[IAEP] reconstructed maths

[Albert Cahalan]

Alan Kay writes:

> Suppose we take as a premise that the following results of surveys over the
> last 20 years were gathered well enough to form a real generalization:
>
> - only 20% of American adults can read a well written important ideas essay
>   (they used Tom Paine's "Common Sense"), and understand it well enough to
>   discuss it, write about it, criticize it, advocate it, etc. (National
>   Literacy Foundation)

That essay is a particularly useless choice, being written in
the language of 1776. I'm surprised that 20% could handle it.
Comprehension of common consumer contracts would be a far more
useful measure of reading comprehension -- not that I expect
a better success rate.

> - only 5% of American adults are "literate/fluent" enough in math & science
>   to deal with mainstream ideas, have an extended conversation with a
>   mathematician or scientist, be operational enough to put a mathematical
>   map on a set of ideas and do something with them, etc.

This is one reason to despise the fuzzy math of constructionism,
which is one cause of the lack of fluency.

Science is actively opposed by many parents. Lab work is doomed
for the same reason that the XO displays idiotic warnings when
you shut it down. (do not eat the laptop, do not eat the frog
soaked in formaldehyde, do not eat the sodium metal...)

> However, even if they had funded the study, we realized that it would be
> adding more of the largest problem of doing anything in a school with math
> or science, which is working with teachers who don't remotely understand
> their subjects

Right. The union works hard to ensure that it is impossible to
reward the good teachers or eliminate the bad ones. Because of
this, throwing money at the problem does not work.

Elementary school teachers normally can't deal with fractions
or basic English grammar.

BTW, it is probably impossible to pay a good student to help
teach others. I mean "impossible" because of teacher contracts
and other administration problems. Paying students to help out
is a very effective way to motivate them.

> another deeply important factor is that children in a single classroom
> exhibit a wide variation in motivations, knowledge, skills, maturity and
> "wiring". Different children need different approaches. A classroom is a
> tough place to learn anything (as an orchestra is a tough place to learn how
> to play an instrument). The US factory approach to education was hoping for
> economies of scales via method, but it forgot that it wasn't about just
> turning out Model-T's, but every kind and variation of vehicle using every
> kind and variation of materials and design.

Many schools avoid tracking, even up to the 8th grade. The parents
of a dumb and violent kid believe that he belongs in the advanced
class, and they may raise hell to ensure it.

There is also no ability to drop back by a fraction of a grade.
If a student misses something, there are a few bad options: they
can go on without it in the reasonable hope that it will be useless
material or taught again, they can drop back a whole grade (rare),
or they can drop down to a lower track if one is available. Both
dropping back a grade and dropping down to a lower track will
generally affect all subjects, not merely the one with a problem.

There is a severe need to reteach things.

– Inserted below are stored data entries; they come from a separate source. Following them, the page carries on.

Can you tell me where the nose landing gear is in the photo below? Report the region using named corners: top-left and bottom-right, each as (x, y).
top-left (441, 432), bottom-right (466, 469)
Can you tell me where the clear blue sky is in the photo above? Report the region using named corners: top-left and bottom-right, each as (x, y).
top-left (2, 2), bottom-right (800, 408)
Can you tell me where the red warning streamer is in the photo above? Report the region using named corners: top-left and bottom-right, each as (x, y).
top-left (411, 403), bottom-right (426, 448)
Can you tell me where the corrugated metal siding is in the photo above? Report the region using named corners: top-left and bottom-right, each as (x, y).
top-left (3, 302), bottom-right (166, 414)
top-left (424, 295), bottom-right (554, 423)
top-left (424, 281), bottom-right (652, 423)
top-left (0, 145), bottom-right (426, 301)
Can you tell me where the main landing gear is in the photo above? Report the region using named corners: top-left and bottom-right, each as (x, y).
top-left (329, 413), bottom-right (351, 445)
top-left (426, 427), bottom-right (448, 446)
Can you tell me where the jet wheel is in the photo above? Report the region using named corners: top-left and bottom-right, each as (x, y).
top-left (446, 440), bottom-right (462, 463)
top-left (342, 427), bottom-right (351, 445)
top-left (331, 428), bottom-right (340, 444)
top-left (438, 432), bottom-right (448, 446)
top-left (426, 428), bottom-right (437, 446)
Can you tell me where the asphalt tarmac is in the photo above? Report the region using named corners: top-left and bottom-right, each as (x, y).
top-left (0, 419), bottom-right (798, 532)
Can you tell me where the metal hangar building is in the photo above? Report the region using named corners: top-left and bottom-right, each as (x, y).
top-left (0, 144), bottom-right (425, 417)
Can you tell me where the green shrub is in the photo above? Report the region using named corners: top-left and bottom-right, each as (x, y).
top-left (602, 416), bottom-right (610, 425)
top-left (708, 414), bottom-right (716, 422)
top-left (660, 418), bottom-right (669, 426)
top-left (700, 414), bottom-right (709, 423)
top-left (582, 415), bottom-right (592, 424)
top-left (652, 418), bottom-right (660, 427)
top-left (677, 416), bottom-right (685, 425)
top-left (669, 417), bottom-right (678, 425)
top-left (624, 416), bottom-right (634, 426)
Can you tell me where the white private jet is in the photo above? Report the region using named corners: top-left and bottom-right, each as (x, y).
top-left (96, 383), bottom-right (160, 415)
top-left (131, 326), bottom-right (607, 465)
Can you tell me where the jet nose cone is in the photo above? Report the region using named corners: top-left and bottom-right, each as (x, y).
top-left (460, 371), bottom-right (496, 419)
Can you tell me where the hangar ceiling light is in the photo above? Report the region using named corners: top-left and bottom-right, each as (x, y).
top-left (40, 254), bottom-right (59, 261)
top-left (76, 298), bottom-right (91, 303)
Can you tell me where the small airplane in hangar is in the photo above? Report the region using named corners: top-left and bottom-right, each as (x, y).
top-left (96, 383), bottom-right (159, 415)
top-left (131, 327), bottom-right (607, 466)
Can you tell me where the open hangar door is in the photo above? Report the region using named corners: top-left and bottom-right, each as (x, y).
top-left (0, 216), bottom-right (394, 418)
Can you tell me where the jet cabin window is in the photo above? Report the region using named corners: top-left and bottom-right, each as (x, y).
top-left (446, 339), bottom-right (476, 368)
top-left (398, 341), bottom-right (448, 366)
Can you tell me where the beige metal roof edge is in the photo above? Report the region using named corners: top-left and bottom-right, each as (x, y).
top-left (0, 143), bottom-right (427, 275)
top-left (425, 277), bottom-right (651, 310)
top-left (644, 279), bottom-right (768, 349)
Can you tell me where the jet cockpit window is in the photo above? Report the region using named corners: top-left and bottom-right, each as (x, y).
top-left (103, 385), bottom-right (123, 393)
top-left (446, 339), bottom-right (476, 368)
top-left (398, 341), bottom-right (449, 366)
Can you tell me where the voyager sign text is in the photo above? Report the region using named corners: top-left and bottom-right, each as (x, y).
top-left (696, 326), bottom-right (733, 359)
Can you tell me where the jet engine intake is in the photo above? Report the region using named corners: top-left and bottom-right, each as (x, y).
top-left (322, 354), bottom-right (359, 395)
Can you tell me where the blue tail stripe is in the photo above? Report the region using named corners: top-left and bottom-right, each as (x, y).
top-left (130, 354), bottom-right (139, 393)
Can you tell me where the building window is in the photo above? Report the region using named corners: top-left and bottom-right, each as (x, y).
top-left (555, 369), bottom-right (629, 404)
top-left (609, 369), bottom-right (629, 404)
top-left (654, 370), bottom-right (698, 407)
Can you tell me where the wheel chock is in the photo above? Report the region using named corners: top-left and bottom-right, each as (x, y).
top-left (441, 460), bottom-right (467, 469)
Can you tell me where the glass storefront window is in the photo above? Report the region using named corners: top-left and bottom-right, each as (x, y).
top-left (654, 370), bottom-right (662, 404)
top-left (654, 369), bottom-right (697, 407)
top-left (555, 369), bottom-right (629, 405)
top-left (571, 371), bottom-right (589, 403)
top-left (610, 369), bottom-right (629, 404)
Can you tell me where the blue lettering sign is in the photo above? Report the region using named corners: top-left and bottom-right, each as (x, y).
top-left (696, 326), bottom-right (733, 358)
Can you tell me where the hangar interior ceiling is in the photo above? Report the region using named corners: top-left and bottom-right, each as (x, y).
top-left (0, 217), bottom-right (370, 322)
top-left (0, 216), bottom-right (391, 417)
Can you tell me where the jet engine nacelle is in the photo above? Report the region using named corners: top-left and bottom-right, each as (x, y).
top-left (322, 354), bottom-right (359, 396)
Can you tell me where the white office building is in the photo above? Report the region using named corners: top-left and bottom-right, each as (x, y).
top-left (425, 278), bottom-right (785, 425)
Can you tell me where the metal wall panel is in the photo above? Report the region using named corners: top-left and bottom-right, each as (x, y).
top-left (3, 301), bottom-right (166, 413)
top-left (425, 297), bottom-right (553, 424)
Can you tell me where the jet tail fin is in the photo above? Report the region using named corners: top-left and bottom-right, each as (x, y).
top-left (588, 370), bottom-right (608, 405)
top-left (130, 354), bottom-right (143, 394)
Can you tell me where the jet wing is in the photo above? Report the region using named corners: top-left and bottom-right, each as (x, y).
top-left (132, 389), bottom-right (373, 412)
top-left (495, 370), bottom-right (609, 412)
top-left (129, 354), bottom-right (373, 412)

It's caused by the lack
of a national curriculum (transfer students must be dealt with),
the grade promotion of students without full mastery, distractions,
and the existence of summer vacation.

> Again, this successful scheme doesn't necessarily generalize to every
> subject. But it's strong enough to be worth considering in areas where
> "doing skills" are an important part of the subject. (One problem with
> "math" in the US is that it isn't actually "math" but only simple
> calculation skills. This isn't enough to help with actual math thinking
> (which is a special skill all its own that can indeed be taught, but isn't.)

I'm not sure what you mean by "actual math thinking". FWIW, some
places do have students doing proofs in algebra and geometry.
(what I got in Massachusetts from 1988 to 1990) I suppose that
this is not the norm.

Simple calculation skills are critical. Without them, you can not
quickly and reliably manipulate numbers in your head. Besides having
real-world value, this skill is a prerequisite for higher math.
You are unlikely to see the connections if computation isn't easy.
Stuff like 3/1.5 needs to be effortless.